We are often apt to think that there are certain forms of error that are more difficult to overcome than others, or are even too large to be tackled by Christian Science; but we should know, with David, that God is on our side, and therefore no Goliath can prevail against us. When David finally persuaded Saul to let him undertake the battle, the latter still clung to his belief in material protection, and tried to persuade David to go forth in his armor; but David could not consent to this, for, we are told, he had not proved it. None of us can make use of weapons other than those we have proved to be right ones in Christian Science. We can never go forth better armored than in the strength of the Lord our God.

In the forty-fifth verse we find the key to David’s victory over Goliath in the word “whom.” Note that he did not say, as might have been expected, “whose chosen people” or “whose servant” thou hast defied, but “whom thou hast defied.” From this we should learn that however great may seem our trouble, or however personal, we should never try to fight it by ourselves. Instead, we should realize that it is not defying us, personally, but God Himself and all His order of perfect creation; and all we have to do is to have confidence, as David had, and realize that “the battle is the Lord’s.” If God be for us, no evil can prevail. What Goliath, however large, can fight with God Himself? We have God always with us, so that no Goliath can dismay us as it did the men of Israel. Like David, our confidence should never waver for a moment, in spite of all the Sauls who may try to shake it.

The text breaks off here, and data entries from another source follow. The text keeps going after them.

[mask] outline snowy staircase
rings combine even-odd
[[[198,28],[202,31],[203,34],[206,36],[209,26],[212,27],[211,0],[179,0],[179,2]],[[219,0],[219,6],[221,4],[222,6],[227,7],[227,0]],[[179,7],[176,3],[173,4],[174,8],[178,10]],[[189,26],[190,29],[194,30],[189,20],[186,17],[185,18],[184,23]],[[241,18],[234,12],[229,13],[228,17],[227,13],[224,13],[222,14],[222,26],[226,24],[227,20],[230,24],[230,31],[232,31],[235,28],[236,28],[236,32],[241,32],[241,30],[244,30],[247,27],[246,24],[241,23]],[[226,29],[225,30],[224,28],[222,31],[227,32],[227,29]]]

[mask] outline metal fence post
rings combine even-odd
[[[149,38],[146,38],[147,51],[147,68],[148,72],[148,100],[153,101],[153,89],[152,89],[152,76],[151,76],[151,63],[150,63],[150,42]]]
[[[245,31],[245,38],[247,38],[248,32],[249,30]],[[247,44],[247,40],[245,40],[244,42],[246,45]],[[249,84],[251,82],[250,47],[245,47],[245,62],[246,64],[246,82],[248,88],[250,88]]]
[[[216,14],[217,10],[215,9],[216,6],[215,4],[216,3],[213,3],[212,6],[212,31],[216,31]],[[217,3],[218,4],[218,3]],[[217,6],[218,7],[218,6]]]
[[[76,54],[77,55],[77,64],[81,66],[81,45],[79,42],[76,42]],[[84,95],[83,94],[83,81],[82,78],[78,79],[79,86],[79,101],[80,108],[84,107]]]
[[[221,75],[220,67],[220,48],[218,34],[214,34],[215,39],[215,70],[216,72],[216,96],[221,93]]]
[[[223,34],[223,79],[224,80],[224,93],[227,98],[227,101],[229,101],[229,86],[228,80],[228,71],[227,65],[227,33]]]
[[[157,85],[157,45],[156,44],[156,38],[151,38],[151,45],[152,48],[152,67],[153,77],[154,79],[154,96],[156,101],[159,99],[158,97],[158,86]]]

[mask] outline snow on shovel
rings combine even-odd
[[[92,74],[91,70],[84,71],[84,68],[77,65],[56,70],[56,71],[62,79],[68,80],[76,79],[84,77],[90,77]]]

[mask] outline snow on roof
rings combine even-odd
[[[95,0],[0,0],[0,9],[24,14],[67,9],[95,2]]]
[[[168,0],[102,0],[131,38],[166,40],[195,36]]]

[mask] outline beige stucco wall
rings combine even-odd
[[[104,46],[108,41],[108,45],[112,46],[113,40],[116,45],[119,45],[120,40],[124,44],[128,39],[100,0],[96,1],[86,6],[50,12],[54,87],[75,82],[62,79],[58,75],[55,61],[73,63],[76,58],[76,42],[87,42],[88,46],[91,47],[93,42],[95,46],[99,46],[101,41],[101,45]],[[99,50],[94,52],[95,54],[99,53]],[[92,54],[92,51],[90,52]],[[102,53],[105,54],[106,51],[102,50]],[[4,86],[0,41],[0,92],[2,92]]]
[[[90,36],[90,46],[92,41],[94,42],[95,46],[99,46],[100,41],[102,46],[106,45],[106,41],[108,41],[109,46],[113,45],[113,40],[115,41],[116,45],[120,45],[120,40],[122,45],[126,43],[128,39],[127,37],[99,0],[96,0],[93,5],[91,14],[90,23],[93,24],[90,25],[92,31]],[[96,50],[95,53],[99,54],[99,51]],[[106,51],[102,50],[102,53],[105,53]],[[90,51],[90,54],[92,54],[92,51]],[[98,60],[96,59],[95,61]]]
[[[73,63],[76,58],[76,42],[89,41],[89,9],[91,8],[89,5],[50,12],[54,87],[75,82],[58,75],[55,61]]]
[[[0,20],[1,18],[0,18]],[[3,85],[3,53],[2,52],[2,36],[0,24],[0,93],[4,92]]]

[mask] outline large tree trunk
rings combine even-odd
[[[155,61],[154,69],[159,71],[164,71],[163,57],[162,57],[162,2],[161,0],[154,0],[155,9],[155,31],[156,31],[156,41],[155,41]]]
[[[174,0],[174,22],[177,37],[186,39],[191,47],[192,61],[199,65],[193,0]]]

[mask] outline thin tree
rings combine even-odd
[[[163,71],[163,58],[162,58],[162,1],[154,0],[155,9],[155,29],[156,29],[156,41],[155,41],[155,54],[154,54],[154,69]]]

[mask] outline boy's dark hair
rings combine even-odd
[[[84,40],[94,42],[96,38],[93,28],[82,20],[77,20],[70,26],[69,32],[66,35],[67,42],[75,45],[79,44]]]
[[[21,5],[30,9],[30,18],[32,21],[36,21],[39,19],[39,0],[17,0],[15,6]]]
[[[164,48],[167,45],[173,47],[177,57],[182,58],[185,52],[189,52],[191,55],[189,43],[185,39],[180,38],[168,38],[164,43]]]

It is only in Christian Science that we can find and feel this absolute confidence in God, because we are taught to know, as Mrs. Eddy says in “Pulpit and Press” (p. 4), “Each of Christ’s little ones reflects the infinite One, and therefore is the seer’s declaration true, that ‘one on God’s side is a majority.'” We see that as soon as David had slain Goliath, all the children of Israel regained their confidence, fear being destroyed, and they arose and pursued and did much slaughter among the Philistines, proving also to us, as Mrs. Eddy tells us on page 206 of “Science and Health with Key to the Scriptures,” “Whatever blesses one blesses all.” Thus, with every Goliath we overcome we not only are strengthening ourselves, but are also able to restore confidence in others, enabling them to slay their Philistines,—in other words, to overcome some of their false beliefs.